Another advantage of using transformers for this task is their ability to scale to large datasets. As the amount of data related to algal blooms continues to grow, transformers can be trained on increasingly larger datasets without sacrificing performance.

Conclusions

This paper introduces a framework designed to forecast the closure of shellfish sites caused by excessive levels of harmful toxins. The framework encompasses data conditioning, the development of machine learning (ML) models, and ensemble model forecasting, while also addressing pragmatic aspects of model development and implementation.

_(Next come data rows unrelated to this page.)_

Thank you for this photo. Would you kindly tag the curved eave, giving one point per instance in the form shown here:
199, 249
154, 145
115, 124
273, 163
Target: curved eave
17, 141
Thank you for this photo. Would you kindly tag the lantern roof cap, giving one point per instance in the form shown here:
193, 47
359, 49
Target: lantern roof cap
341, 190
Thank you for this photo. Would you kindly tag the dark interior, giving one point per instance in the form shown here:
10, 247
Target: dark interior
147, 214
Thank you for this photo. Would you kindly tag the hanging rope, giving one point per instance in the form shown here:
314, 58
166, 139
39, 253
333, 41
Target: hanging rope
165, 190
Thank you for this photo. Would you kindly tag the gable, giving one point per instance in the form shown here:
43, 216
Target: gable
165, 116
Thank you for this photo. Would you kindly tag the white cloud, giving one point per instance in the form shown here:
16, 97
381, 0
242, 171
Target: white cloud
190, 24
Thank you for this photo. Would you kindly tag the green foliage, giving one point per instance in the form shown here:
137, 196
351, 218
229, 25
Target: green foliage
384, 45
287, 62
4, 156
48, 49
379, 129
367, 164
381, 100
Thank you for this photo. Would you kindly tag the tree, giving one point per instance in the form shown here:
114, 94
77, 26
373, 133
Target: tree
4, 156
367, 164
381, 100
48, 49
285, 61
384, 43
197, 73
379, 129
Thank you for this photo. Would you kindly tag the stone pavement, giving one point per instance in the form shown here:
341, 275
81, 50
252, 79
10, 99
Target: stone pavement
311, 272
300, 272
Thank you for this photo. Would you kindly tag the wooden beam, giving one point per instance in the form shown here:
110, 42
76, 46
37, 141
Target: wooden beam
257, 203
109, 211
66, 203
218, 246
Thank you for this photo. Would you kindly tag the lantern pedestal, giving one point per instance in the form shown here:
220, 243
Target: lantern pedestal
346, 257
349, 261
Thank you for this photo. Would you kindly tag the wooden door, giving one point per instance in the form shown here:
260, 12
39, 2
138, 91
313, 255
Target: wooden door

The presented model demonstrates high predictive accuracy when appropriate data conditioning and algorithmic selection are applied. This research holds significant practical value for shellfish operations, as timely information is crucial for effective decision-making. By predicting site closures based on environmental conditions, the framework aligns its forecasts with available environmental predictions.

The approach relies on publicly available data and leverages robust autoML metalearners to automate algorithm selection and parameterization. This feature enables easy deployment of the framework to other shellfish sites. Moreover, the computational efficiency of the approach makes it suitable for on-site or edge deployment.

Presentations of this study to individual stakeholders and the Portuguese Association of Aquaculture Farmers have received highly positive feedback. In fact, some stakeholders have expressed interest in expanding the approach further. They have inquired about the potential for predicting bivalve larvae spawning and settlement, as well as forecasting the optimal conditions for achieving maximum sales returns of the product.